Saturday, February 25
Jump Cut celebrates Black History Month with a special screening of WITHIN OUR GATES (1920) from pioneering director Oscar Micheaux.
Within Our Gates, commonly believed to be a response to D.W. Griffith’s Birth of a Nation, is a provocative, controversial melodrama that deals with crime and racism in its many forms including a graphic portrayal of lynching. Micheaux wrote, produced, and directed the film on a $15,000 budget. It is one of the first films made by black artists for black audiences featuring black actors to be shown in “white” theaters. Some cities were heavily against screening Within Our Gates and claimed it would incite violence. Initially, it was rejected by the Board of Censors in Chicago for being too inflammatory after the Chicago race riots. Thought to be lost, a single print of Within Our Gates was discovered in Spain in the 1970s. In 1993, it was restored as closely as possible to the original with its title cards translated back into English, however, some reels of material are still missing from the middle of the film. Within Our Gates is the earliest known surviving film by a black director.
At the age of 17, Oscar Micheaux took a job as a Pullman porter and saved enough money to purchase land in Gregory County, South Dakota, where he was the first black homesteader.

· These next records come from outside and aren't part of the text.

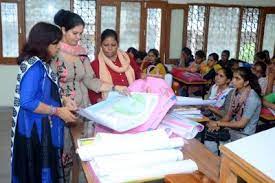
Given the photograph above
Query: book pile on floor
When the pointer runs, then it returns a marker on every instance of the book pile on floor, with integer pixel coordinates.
(134, 157)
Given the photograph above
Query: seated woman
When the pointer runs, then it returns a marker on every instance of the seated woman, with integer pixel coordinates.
(208, 69)
(155, 67)
(269, 105)
(221, 92)
(133, 53)
(195, 65)
(186, 58)
(259, 69)
(245, 106)
(112, 65)
(271, 78)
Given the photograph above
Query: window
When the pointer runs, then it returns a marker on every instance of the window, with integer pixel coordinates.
(176, 33)
(195, 28)
(269, 36)
(223, 30)
(248, 40)
(11, 31)
(87, 10)
(130, 25)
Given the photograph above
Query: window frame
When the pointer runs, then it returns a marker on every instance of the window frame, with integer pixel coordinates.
(21, 32)
(170, 8)
(165, 24)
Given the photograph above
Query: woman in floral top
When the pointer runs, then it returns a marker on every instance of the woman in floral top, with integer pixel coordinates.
(75, 73)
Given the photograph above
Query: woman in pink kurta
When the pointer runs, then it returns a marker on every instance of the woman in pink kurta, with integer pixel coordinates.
(112, 65)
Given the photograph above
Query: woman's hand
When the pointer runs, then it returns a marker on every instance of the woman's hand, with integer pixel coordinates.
(68, 102)
(122, 89)
(66, 114)
(213, 126)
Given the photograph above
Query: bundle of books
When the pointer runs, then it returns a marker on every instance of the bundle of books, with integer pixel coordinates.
(134, 157)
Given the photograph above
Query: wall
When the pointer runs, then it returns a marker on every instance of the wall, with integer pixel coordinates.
(231, 2)
(7, 82)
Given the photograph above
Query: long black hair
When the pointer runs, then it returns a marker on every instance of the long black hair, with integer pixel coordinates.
(67, 19)
(247, 75)
(40, 37)
(109, 33)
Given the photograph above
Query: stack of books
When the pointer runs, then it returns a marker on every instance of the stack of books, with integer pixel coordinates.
(134, 157)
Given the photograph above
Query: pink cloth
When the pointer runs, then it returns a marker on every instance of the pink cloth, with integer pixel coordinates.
(187, 76)
(167, 99)
(266, 111)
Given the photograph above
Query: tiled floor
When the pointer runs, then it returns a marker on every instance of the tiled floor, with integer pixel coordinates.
(5, 122)
(5, 129)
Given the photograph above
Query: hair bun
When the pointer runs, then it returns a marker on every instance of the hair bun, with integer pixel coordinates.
(59, 17)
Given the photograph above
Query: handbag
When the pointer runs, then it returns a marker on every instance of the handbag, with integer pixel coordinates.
(220, 135)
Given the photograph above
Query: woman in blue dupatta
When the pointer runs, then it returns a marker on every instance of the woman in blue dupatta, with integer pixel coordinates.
(38, 115)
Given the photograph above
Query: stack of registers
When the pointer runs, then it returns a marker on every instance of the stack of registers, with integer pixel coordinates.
(134, 157)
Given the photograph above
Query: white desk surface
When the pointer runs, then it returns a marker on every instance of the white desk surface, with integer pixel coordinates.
(258, 150)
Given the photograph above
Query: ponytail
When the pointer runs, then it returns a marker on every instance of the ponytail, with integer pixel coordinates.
(247, 75)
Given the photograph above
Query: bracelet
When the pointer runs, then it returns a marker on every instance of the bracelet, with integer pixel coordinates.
(53, 110)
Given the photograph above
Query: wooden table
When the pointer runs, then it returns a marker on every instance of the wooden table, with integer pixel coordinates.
(208, 163)
(202, 84)
(251, 158)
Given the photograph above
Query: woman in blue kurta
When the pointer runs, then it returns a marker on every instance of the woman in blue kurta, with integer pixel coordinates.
(38, 118)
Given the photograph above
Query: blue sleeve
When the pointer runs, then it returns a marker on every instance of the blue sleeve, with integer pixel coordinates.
(252, 104)
(30, 89)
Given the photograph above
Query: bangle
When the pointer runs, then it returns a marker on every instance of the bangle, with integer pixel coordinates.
(53, 110)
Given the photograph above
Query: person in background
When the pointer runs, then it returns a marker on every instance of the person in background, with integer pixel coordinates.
(221, 92)
(208, 69)
(133, 53)
(186, 58)
(259, 69)
(38, 115)
(195, 66)
(271, 78)
(245, 106)
(155, 67)
(262, 57)
(113, 66)
(224, 62)
(141, 58)
(267, 56)
(235, 64)
(269, 105)
(76, 75)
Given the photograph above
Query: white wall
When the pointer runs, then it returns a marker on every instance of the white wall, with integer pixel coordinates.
(231, 2)
(7, 83)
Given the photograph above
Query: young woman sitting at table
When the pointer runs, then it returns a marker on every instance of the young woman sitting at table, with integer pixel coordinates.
(195, 65)
(112, 65)
(221, 92)
(154, 67)
(245, 106)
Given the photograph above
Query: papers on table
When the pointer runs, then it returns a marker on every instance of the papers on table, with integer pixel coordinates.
(107, 144)
(193, 101)
(187, 112)
(134, 157)
(174, 123)
(122, 113)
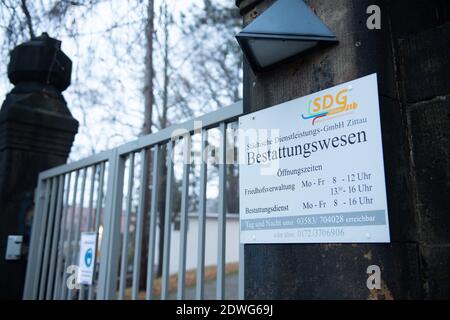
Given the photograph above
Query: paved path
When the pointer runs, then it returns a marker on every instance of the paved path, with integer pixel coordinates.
(231, 289)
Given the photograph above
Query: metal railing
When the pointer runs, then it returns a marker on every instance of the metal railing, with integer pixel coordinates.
(107, 193)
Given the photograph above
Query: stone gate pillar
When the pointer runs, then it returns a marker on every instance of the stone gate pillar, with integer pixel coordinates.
(36, 133)
(410, 56)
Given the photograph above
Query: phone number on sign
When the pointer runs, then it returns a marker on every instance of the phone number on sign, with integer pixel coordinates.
(309, 233)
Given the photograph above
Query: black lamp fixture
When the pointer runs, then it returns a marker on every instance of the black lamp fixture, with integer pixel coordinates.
(284, 30)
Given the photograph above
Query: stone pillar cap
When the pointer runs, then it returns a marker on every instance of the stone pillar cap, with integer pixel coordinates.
(40, 60)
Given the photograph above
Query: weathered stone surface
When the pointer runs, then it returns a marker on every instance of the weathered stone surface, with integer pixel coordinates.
(410, 67)
(330, 271)
(435, 264)
(40, 60)
(36, 133)
(430, 135)
(425, 63)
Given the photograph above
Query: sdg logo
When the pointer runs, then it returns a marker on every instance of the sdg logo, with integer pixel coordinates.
(328, 106)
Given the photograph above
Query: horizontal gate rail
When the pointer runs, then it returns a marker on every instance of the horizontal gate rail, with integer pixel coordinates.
(88, 196)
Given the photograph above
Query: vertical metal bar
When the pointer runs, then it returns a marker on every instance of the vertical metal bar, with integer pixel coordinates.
(124, 257)
(221, 241)
(139, 225)
(41, 240)
(97, 223)
(48, 236)
(76, 244)
(67, 253)
(59, 272)
(32, 274)
(56, 230)
(89, 219)
(183, 214)
(199, 294)
(109, 264)
(167, 223)
(80, 210)
(152, 229)
(241, 294)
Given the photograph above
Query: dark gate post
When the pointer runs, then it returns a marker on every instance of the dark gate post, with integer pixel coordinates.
(36, 133)
(410, 55)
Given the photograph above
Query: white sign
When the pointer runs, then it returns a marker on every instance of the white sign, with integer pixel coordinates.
(87, 257)
(311, 169)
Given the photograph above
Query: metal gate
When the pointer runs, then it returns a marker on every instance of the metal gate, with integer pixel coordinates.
(111, 191)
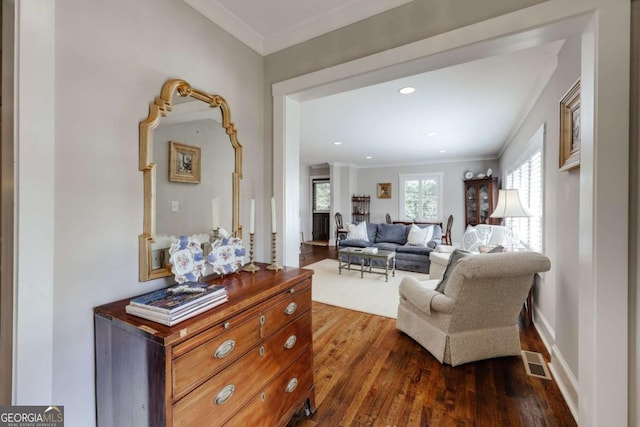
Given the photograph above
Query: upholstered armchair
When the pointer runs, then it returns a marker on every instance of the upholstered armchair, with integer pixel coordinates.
(475, 317)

After selling his homestead in 1911, he turned to writing, publishing articles for newspapers and penning seven novels. His novel, The Conquest (retitled The Homesteader), attracted the attention of the burgeoning Hollywood film industry, but when negotiations broke down, he decided to produce the film himself. Micheaux’s pictures depict racial injustice suffered by Black Americans, exploring themes such as job discrimination, interracial marriage, mob violence, and lynching. In 1986, he was posthumously admitted to the Director’s Guild of America, and the following year he was given a star on the Hollywood Walk of Fame. Micheaux produced more than 44 pictures making him the most prolific black independent filmmaker in American cinema history.